Christine Valentin, réélue en février 2019 à la présidence de la Chambre d’agriculture de Lozère, a témoigné, le 26 février au SIA, de la conversion de son exploitation d’élevage laitier à l’agriculture biologique.
Les quatre associé(e)s du Gaec familial de Fraissinet (La Canourgue) disposent de 370 ha, pour l’essentiel des causses de faible valeur agronomique situés à 830 mètres d’altitude, en zone de montagne. Les vaches et les brebis restent 5 à 6 mois à l’intérieur. Le chargement ne dépasse pas 0,55 UGB/ha. Quand le revenu de l’exploitation a chuté à moins de 10 000 euros en 2014 (les annuités de remboursement absorbant l’essentiel du solde), « nous nous sommes dit qu’il fallait changer notre système », se souvient Christine Valentin. Fallait-il renoncer à l’élevage bovin parce que désormais « le lait de vache est au prix mondial », et se concentrer sur le lait de brebis destiné à la production de Roquefort, plus rémunérateur ? Mais ce serait oublier le loup qui rôde et des années de passion pour la génétique Brune. La décision a finalement été prise de garder des bovins en passant, soit à la transformation et à la vente directe du lait, soit à l’agriculture biologique. Un audit (1) de l’exploitation – « 3 jours à tout regarder » – a conclu en faveur de la seconde option. Parce que les entreprises laitières cherchaient du lait bio dans la région. Parce que les prairies naturelles étaient déjà bio sans en avoir le label (« aucun engrais ni phytosanitaires »). Parce que les vaches recevaient peu de traitements vétérinaires. Et aussi parce que « nos enfants avaient vraiment envie qu’on passe en bio et que le beau-père de 82 ans nous avait dit que nous faisions le bon choix ».
« Opportuniste ? Et pourquoi pas ? »
« Ça a marché, se réjouit Christine Valentin. Nous sommes très satisfaits. Nous avons trouvé un meilleur équilibre. Nous avons entraîné d’autres producteurs dans la vallée du Lot et créé un groupe de développement. » La conversion a débuté en mai 2016. En décembre 2017, le lait de vache était vendu en bio à Sodiaal. Alors que les associés du Gaec pensaient initialement rester en conventionnel pour le lait de brebis, la conversion s’est là encore imposée. En mars 2018, il était vendu en bio. « Passer de 900 €/t à 1 300 €/t a permis de dégager 35 000 € pour trouver un salarié ». En lait de vache, le prix a bondi de 337 €/1000 l en 2016 à 482 €/1000 l en 2018 – « ça couvre les charges même si l’aliment est plus cher ». Surtout, le revenu disponible a vraiment augmenté. « Une conversion en bio opportuniste ? Et pourquoi pas ? »
Autonomie protéique
Est-ce à dire que tout a été facile ? Certainement pas.
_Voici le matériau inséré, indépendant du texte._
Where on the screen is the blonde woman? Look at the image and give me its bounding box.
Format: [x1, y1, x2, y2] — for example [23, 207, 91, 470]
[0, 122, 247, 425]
Le Gaec a renoncé au zéro pâturage adopté depuis l’installation de deux robots de traite à partir de 2005. Il a fallu abandonner les hormones utilisées pour cycler les brebis. L’assolement s’est complexifié pour gagner en autonomie protéique (prairies temporaires de luzerne, prairies temporaires relais, avoine, méteils ensilés ou moissonnés). Surtout, il a fallu faire face à deux « graves sécheresses en 2017 et 2018 » qui ont fait chuter le rendement en lait de vache (de 9 200 l/an à 7 900 l/an) et imposé une réduction du cheptel (95 vaches à la fin 2016, 70 vaches au début 2019). Une décapitalisation que Christine Valentin espère temporaire. « Nous avons gardé des génisses pour pouvoir remonter en effectif si l’année est normale. » En 2019, elle va tenter la culture de betterave fourragère sans désherbant. Mais pas sans eau… La retenue collinaire créée en 2014 y trouverait un regain d’intérêt.
Benoît Contour
(1) Le diagnostic du projet de conversion a été réalisé dans le cadre du « Visa pour la Bio » proposé par la Chambre d’agriculture et financé par la Région Occitanie.